J. R. : Oui, mais dans ce cas, vous êtes en contradiction avec ce que vous avez dit tout à l’heure, à savoir que vous aimeriez voir le spectateur se construire une histoire. Si je considère le tableau qui représente un village, à la fois diurne et nocturne, (parce que certaines étoiles sont tellement grosses qu’elles ressemblent à des soleils), disons à un moment indéterminé. Je suis dans ce village. Il n’y a pas de rues, car apparemment, vous êtes comme beaucoup d’autodidactes, vous ne connaissez pas la perspective. Parce que vous éprouvez une véritable boulimie de dire, vos maisons sont serrées les unes contre les autres. Ceci joint à vos couleurs tendres, m’entraîne dans un monde féerique. A partir de là, effectivement, chaque spectateur peut épiloguer, construire subjectivement sa propre histoire. Se demander où sont les personnages, les habitants de ce village ? Puisqu’on ne les voit pas, on est sans doute plutôt la nuit ? Mais comme tout est clair, on est plutôt le jour ? Et dans ce cas, pourquoi le village est-il vide, alors que n’apparaît aucune idée d’abandon ou de désolation ? 

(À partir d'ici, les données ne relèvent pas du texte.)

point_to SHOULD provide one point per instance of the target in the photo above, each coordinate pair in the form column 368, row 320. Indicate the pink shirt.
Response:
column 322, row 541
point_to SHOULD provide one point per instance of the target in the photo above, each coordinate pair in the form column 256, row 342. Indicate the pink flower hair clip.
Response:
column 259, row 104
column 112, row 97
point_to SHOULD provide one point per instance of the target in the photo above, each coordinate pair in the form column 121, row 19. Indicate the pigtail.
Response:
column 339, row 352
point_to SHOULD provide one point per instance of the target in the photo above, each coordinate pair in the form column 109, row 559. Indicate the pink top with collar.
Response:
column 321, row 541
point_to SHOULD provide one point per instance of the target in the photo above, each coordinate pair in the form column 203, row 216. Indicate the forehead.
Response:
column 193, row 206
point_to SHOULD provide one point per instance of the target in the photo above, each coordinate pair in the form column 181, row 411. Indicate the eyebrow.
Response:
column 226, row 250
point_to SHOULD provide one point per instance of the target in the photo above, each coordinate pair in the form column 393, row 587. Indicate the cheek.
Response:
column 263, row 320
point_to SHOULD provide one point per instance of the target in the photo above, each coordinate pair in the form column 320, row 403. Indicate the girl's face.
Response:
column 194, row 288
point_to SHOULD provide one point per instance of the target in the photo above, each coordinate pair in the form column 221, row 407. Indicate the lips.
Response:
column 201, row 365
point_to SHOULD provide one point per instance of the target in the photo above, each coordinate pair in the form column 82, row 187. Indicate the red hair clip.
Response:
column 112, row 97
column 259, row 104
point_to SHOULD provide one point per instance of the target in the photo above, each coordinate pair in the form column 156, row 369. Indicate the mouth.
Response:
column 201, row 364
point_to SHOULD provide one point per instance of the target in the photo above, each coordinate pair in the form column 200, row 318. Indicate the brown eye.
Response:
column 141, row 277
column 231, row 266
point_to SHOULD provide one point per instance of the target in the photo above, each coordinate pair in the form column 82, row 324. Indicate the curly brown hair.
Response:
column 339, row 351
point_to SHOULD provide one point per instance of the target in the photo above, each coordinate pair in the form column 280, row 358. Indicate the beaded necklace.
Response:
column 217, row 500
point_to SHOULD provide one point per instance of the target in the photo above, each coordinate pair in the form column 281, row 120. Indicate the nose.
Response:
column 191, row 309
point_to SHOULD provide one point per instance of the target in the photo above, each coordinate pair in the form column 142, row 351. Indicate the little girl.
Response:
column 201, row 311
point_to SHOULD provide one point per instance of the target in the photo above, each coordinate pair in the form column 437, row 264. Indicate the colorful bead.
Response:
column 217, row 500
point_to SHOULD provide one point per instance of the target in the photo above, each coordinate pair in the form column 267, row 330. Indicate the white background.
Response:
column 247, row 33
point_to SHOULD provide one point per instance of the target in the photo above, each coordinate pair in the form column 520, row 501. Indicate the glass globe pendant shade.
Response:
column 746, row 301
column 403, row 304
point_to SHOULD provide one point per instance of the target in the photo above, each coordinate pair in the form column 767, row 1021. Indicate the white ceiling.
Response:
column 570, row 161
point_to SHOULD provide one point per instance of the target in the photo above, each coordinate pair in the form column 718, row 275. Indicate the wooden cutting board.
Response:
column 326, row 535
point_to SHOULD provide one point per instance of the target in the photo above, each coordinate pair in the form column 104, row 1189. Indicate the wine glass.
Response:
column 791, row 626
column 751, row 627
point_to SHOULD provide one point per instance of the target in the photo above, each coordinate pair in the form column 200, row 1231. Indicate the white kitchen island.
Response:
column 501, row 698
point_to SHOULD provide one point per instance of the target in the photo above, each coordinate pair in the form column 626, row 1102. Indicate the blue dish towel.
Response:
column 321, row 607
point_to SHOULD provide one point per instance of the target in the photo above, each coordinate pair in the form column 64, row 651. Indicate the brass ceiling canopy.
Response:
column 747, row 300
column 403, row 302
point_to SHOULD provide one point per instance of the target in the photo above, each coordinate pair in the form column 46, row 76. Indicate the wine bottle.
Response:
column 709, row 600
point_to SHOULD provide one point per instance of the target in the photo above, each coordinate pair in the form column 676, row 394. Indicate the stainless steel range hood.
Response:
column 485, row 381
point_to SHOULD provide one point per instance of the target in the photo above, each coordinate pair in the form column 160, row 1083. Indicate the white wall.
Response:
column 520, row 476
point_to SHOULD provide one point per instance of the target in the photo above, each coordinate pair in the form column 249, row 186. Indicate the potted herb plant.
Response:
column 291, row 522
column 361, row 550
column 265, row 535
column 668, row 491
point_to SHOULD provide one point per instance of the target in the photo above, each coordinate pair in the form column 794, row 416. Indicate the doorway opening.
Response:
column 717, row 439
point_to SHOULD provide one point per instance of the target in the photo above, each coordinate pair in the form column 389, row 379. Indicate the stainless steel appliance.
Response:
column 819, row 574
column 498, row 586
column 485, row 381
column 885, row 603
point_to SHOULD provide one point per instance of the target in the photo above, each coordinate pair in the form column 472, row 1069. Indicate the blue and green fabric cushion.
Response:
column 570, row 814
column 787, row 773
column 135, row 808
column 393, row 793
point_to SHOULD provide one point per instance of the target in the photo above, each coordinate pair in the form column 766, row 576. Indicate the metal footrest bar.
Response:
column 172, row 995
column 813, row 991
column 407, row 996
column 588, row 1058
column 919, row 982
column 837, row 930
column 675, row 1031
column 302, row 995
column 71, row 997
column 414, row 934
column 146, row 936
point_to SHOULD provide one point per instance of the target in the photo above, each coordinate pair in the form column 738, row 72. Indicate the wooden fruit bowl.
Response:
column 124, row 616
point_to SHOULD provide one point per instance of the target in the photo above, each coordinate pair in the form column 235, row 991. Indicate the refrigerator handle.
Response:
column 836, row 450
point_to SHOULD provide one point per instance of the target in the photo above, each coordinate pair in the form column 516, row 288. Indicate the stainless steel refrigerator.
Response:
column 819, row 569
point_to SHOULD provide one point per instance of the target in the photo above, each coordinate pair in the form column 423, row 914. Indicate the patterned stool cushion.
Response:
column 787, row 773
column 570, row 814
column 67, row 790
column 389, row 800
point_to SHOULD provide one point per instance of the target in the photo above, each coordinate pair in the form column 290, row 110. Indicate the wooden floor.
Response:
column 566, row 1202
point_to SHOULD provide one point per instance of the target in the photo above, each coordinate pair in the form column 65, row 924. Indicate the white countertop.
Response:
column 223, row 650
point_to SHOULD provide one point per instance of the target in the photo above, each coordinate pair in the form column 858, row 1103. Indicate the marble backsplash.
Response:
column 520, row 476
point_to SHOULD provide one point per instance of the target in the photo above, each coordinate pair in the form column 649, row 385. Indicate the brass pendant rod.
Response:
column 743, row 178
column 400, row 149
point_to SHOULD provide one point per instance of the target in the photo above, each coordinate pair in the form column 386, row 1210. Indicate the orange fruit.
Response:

E. B. : Au départ, ce n’est pas un village, c’est le Château de Chambord. C’est la seule toile où le titre a plus de sens que les autres. Je suis de la région de Chambord, j’ai grandi à son  ombre, il m’a toujours émerveillé. Mais ce qui me gêne, c’est que de lui, le public ne connaît toujours qu’une seule image, le château centenaire. Ce que j’aimerais, c’est que les gens le voient autrement, comme le faisait Christo lorsqu’il emballait des monuments. Je trouvais que cela donnait une autre dimension aux choses. Je voulais imaginer le Château de Chambord « autrement », avec plein de couleurs… Qu’il en aille de même dans la vie quotidienne. Supprimer la monotonie des lieux ou des époques. Transformer un arbre, par exemple, l’enrouler de papier, lui ajouter des couleurs… Le côté éphémère de ce genre d’intervention me paraît aussi fascinant. 

 

J. R. : Oui, mais justement : où sont vos arbres ? Je n’en vois aucun dans vos tableaux. Nous sommes dans un monde minéral, quelquefois animal. Mais dépourvu de végétaux. Les animaux sont donc sans contexte, placés uniquement en situation décorative. Pourquoi ?

E. B. : D’accord, là il n’y en a pas ! Depuis que je fais de la peinture, j’ai travaillé par thèmes. J’ai commencé par des visages, puis je suis venu dans le monde animal. Mais maintenant, je me lance dans des compositions. On ne verra plus une vache en tant que telle, un chat, etc. Je veux que ce soit encore une histoire, mais déjà décrite sur la toile. Que les éléments ne soient pas uniquement posés sur la toile. Je pense qu’alors, il y aura sans faute des arbres…

A la réflexion, j’en ai tout de même fait un, une fois, qui était tout couvert de choses, comme les animaux. Et j’ai fait aussi un « arbre à femmes » qui était plus érotique.

 

J. R. : Parlons maintenant de vos couleurs, dans la mesure où effectivement il n’y a jamais une touche de noir. Nous sommes dans le monde du rêve agréable, doux, sur lequel on se laisse porter…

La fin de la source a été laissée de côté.